I read with great interest the article by Park etal.,1 who found that a vitamin C deficiency ameliorated liver fibrosis via the up-regulated expression of peroxisome proliferator-activated receptor gamma in senescence marker protein 30 (SMP30) knockout mice. The results are interesting and shed light on the possible mechanisms underlying the attenuated liver fibrosis of SMP30 knockout mice. Here I propose that if these results in SMP30 knockout mice are to be extended to humans, we will need more comprehensive studies based on the new and significant finding that humans employ a unique strategy for adapting to vitamin C deficiency. As we know, humans and some other mammals such as guinea pigs and fruit bats have an inborn metabolic error, that is, an inability to synthesize vitamin C from glucose due to a defective form of the gene for the L-gulonolactone oxidase enzyme required in the last step of vitamin C synthesis.2 Montel-Hagen etal.3 recently demonstrated that human erythrocytes from the vitamin C auxotrophs can dramatically enhance their vitamin C–transporting ability by switching the preference of glucose transporter 1 (Glut1) from glucose to the oxidized form of ascorbic acid [L-dehydroascorbic acid (DHA)]. The membrane protein stomatin has been shown to regulate the substrate preference switch.

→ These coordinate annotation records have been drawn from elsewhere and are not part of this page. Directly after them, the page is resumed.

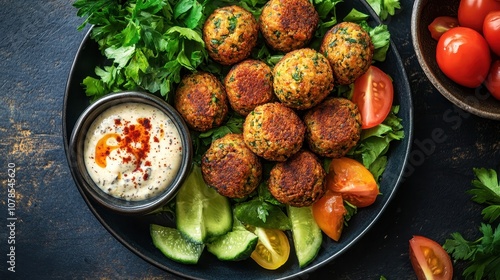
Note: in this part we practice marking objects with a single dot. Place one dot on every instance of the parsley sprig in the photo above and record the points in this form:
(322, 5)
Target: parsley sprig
(483, 254)
(147, 43)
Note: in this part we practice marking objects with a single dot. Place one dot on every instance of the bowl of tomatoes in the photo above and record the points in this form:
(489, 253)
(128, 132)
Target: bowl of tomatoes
(457, 43)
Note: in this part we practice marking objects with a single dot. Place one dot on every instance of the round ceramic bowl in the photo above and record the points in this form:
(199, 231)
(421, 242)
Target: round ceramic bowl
(84, 179)
(477, 101)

More interestingly, erythrocyte Glut1 and its associated DHA uptake are specific to species unable to produce vitamin C from glucose. Mice can synthesize vitamin C, and further experimentation has indicated that their mature erythrocytes do not harbor Glut1 or transport DHA. Therefore, in comparison with mice, humans possess a compensatory mechanism to adapt to a vitamin C deficiency, and this may lead us to reevaluate the human vitamin C deficiency status and potentially result in more complicated reflections on vitamin C deficiency in human liver tissues. I do not mean to question the rationality and significance of the findings of Park etal.,1 but Isubmit that this unique compensatory mechanism should be considered in future studies on the relationships between vitamin C deficiency and liver fibrosis in humans. Liang Shen Ph.D.*, * Shandong Provincial Research Center for Bioinformatic Engineering and Technique, Shandong University of Technology, Zibo, People's Republic of China.